Data Analysis using Ruby/JS or: How I learned through Google that it’s really Python vs. R — Part 3,840,980,923…

Kenny Hearn
Jul 28, 2017 · 3 min read

I’m a sports nerd. And being a sports nerd, what’s nerdier than sports analytics? (answer: nothing) And every time I mention analytics, only two languages are ever talked about: Python and R.

Why is that? Why isn’t Ruby useful for data? Doesn’t JavaScript have D3, a math heavy, data visualization library? Throughout our time at Flatiron, I’ve seen and created features that did some light data analysis, so why hasn’t someone who actually knows what they are doing continued scaling the tools necessary for industry-level analysis?

Well, through “research”, it seems to me that there are some technical reasons given, though I didn’t see much (meta) data analytics on why data analytics is better on Python/R vs. Ruby/JS. Here are the reasons listed out on sites like GitHub, Quora, and Reddit:

  • Speed (specifically, CPU and RAM optimization)
  • Most data analysis tools available in Python are written in a way that provides good performance; i.e. it’s developed in lower level languages like C++ or Fortran
  • Reduced “coding effort” (specifically for R; a single R expression may replace dozens of Javascript or Python lines, which are mainly compiled in native code instead of imported libraries)

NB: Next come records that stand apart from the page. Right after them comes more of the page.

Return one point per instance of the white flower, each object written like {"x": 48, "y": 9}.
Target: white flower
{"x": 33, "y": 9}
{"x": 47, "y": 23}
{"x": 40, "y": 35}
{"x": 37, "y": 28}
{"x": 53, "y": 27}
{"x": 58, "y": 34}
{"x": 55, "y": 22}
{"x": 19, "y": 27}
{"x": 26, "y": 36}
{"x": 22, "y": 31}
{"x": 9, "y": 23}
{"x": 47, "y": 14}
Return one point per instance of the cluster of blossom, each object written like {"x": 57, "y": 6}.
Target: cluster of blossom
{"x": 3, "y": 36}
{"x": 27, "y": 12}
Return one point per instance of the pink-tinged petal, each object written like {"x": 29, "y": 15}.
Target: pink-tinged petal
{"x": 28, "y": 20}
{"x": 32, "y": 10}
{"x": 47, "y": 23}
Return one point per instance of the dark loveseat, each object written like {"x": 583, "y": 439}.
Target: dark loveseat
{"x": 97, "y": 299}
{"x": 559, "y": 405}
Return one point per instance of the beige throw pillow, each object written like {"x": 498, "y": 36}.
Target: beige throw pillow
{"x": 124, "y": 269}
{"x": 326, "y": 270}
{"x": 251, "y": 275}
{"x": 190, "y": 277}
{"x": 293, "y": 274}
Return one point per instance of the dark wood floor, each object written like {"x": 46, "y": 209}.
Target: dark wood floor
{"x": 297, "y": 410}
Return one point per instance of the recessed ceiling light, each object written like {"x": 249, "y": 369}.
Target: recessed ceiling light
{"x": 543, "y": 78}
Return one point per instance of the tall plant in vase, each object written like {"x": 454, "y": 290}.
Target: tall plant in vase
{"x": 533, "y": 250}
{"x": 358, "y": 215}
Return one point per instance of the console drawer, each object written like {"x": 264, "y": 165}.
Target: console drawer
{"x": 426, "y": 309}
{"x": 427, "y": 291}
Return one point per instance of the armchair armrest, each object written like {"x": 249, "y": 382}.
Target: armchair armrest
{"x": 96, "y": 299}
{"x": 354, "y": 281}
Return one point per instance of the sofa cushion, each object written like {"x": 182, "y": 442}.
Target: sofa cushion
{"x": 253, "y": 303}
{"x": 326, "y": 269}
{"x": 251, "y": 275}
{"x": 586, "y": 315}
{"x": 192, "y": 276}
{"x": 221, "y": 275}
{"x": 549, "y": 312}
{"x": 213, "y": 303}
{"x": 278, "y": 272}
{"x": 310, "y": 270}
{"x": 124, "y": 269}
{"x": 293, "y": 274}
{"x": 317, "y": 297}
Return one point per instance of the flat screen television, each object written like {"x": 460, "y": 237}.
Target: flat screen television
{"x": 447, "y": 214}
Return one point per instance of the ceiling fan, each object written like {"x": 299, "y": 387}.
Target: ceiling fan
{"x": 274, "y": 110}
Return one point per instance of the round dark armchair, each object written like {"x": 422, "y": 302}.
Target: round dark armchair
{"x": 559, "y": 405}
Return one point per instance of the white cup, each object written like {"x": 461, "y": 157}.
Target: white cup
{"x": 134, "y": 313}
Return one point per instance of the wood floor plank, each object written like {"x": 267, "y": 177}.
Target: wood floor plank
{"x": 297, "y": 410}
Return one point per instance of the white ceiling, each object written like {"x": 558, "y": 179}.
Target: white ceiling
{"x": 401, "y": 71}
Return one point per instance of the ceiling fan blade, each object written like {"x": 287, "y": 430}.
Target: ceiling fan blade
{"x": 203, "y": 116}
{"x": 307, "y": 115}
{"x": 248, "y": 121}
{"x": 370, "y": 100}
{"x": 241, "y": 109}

However, the primary reasons for which languages are used seems to be more related to a larger, industry zeitgeist-esque choice: more people choose Python/R because people originally chose Python/R. It’s the programming equivalent to the chicken and the egg, and it’s incredibly reinforcing. The more companies that use Python/R for analytics, the more useful Python/R will become.


Skiing vs. Snowboarding

So since it seems to be mainly a choice between Python and R (with plenty of honorable mentions like Java, Scala, Go, etc), where do I go from here? Apparently, the answer is wherever the hell I want.

Across multiple websites, I saw the summary that R is “a language for statisticians built by statisticians.” If what I need is an esoteric statistical model for your calculations, R is the language I should be learning. However, it’s very specific to data. As a newcomer to the programming world (with limited MATLAB exposure in college), I should probably be learning something that has a wider range of use cases.

‘If R is a neurotic, loveable geek, Python is its easygoing, flexible cousin. ’— InfoWorld artcile

Enter Python. From what I can tell, performing data analysis tasks in either language is becoming more and more similar every day. While R has an edge in natively handling statistics and visualization, the Python community is constantly porting over the tools that make R so useful. Python library support, documentation, and community mindshare seem to be comparable with any of the best languages. Additionally, most organizations specializing in machine learning seem to be choosing Python for their primary codebase.

Add in the fact that Python is a common, versatile, object-oriented programming language that is used throughout multiple industries, and I think I’ve found my choice.

The best answer I found on Quora summarized the current environment around Python right now. “It’s a fast-moving train, and if you don’t board now, it’ll fly by while you’re fitting your hammer to a screw.”

Cool. I’ve got some learning to do.